Heute hingegen entscheide ich über diese Dinge selbst, und wenn die kindliche Lust im entscheidenden Moment alle gesundheitlichen und ethischen Bedenken überwältigt, dann esse ich eben Eis! Das Schöne daran ist, daß sich das Kind in mir die Hemmschwelle jener heimlichen Einsicht, dergleichen nicht tun zu sollen, bewahrt hat und umso lustvoller und bewußter den Bannkreis kindlicher Reglementiertheit durchbrechen und ungehindert in die freie Sphäre erwachsener Autonomie eindringen kann...

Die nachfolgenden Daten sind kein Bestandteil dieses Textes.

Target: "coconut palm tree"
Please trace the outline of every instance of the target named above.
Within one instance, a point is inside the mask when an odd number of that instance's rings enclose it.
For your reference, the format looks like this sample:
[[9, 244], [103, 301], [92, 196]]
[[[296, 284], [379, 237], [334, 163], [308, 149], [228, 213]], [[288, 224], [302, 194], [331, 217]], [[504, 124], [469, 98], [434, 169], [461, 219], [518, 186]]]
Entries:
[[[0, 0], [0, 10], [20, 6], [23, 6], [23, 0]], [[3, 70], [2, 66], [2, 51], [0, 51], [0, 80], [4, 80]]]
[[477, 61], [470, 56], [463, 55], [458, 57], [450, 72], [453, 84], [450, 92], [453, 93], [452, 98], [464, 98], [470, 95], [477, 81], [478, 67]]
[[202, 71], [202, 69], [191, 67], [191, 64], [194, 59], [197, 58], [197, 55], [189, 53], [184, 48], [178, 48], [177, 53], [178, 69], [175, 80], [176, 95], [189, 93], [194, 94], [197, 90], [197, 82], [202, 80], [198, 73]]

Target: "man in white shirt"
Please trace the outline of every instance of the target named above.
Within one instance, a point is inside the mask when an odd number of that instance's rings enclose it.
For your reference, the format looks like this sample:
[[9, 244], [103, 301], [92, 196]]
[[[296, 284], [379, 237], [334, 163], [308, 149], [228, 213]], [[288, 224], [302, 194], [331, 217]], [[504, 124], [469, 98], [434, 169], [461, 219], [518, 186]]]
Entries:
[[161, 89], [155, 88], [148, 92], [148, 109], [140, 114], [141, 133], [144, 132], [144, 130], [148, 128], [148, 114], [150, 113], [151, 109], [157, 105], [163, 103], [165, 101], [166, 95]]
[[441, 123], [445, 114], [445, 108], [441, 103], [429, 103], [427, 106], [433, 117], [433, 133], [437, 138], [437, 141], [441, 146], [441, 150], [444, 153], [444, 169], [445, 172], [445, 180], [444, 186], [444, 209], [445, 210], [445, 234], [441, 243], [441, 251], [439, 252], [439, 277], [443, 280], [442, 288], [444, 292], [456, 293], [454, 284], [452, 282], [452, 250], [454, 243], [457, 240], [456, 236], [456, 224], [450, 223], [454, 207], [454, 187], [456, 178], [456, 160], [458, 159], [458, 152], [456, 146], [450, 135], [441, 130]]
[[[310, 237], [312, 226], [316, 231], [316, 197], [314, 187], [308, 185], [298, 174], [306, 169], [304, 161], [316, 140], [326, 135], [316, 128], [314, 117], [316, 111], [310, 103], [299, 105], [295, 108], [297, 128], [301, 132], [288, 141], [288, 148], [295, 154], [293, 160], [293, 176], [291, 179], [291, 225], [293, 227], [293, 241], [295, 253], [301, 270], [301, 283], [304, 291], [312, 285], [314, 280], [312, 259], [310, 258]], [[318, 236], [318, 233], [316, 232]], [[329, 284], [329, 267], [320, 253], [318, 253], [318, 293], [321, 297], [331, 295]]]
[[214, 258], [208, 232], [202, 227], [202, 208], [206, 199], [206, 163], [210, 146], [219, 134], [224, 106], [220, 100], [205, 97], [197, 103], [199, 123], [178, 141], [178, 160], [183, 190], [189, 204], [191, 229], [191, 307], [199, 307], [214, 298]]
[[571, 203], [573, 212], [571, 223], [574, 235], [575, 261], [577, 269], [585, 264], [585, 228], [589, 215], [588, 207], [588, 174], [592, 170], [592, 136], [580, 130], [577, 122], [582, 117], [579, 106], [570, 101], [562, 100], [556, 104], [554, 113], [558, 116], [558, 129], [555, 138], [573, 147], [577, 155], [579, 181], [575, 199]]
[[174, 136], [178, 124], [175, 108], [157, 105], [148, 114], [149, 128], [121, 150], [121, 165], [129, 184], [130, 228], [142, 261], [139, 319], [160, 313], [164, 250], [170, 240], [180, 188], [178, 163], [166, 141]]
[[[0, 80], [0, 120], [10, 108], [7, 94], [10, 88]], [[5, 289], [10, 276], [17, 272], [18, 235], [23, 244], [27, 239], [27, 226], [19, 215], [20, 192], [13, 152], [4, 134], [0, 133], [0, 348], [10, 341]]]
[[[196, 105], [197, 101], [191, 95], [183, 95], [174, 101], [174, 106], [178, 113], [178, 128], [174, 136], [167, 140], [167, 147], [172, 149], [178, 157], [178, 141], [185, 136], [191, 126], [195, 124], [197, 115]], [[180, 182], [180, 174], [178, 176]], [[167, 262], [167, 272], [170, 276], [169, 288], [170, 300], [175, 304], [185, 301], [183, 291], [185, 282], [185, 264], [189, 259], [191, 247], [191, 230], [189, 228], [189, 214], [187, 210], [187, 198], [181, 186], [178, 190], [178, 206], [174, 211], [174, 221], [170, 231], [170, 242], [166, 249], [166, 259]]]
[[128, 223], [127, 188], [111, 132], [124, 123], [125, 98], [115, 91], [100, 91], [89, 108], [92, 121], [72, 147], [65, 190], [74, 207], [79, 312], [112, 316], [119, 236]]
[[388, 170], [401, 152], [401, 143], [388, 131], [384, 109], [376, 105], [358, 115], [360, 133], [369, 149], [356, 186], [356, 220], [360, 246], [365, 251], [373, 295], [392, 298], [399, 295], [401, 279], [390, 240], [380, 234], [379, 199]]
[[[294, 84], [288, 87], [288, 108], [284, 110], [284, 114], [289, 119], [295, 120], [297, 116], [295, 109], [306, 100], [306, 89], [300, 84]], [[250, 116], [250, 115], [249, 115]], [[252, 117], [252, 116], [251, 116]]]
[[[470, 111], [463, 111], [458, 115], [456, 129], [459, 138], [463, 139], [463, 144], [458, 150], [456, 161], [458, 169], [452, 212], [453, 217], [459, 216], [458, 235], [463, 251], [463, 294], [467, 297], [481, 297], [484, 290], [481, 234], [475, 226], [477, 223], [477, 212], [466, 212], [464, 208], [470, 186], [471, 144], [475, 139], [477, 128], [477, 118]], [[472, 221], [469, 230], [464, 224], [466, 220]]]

Die Freude darüber durchrieselt mich jedesmal aufs Intensivste. Sie ist nur dem Gefühl vergleichbar, das man als Kind hatte, wenn etwas an sich Verbotenes ganz unerwartet und ausnahmsweise doch gestattet wurde.

In Gegenwart meiner Mutter machen derartige Grenzüberschreitungen übrigens noch mehr Spaß! Sie versucht natürlich (wie alle Mütter auf der Welt) immer noch, mir nahezubringen, was gut und was schlecht für mich ist, und ich finde das süß und liebe sie sehr dafür. Und ich bin ihr dankbar für die Regeln und Grenzen, die sie mir als Kind auferlegte, denn sie befähigen mich heute dazu, die Freude an den Dingen, die ich mir gönne und gewähre, viel intensiver und bewußter zu empfinden, als wenn alles schon immer selbstverständlich gewesen wäre.

Danke, Mülein. Groß sein, wenn man sich ein wenig klein zu halten weiß, ist wirklich toll.

Montag, 2. August 2010

Möglichkeiten

Mit dem Zählen der Sandkörner in der Wüste bin ich fertig. Es sind weniger als ich dachte. Nun sitze ich auf dem Rand des Universums und lasse die Beine ein wenig im Nichts baumeln. Das kribbelt immer so schön.

Vielleicht pflücke ich mir einen Stern vom Himmelszelt - einen, der noch strahlt, und nicht einen längst ausgebrannten, der uns mit jahrtausendealtem Licht belügt - und erhelle mir damit den Weg zum Ende des Regenbogens. Ich könnte mir ein Einhorn fangen und hinreiten; das habe ich lange nicht mehr gemacht.

Heute traue ich mir alles zu, und nichts scheint unmöglich. Wie kommt das nur?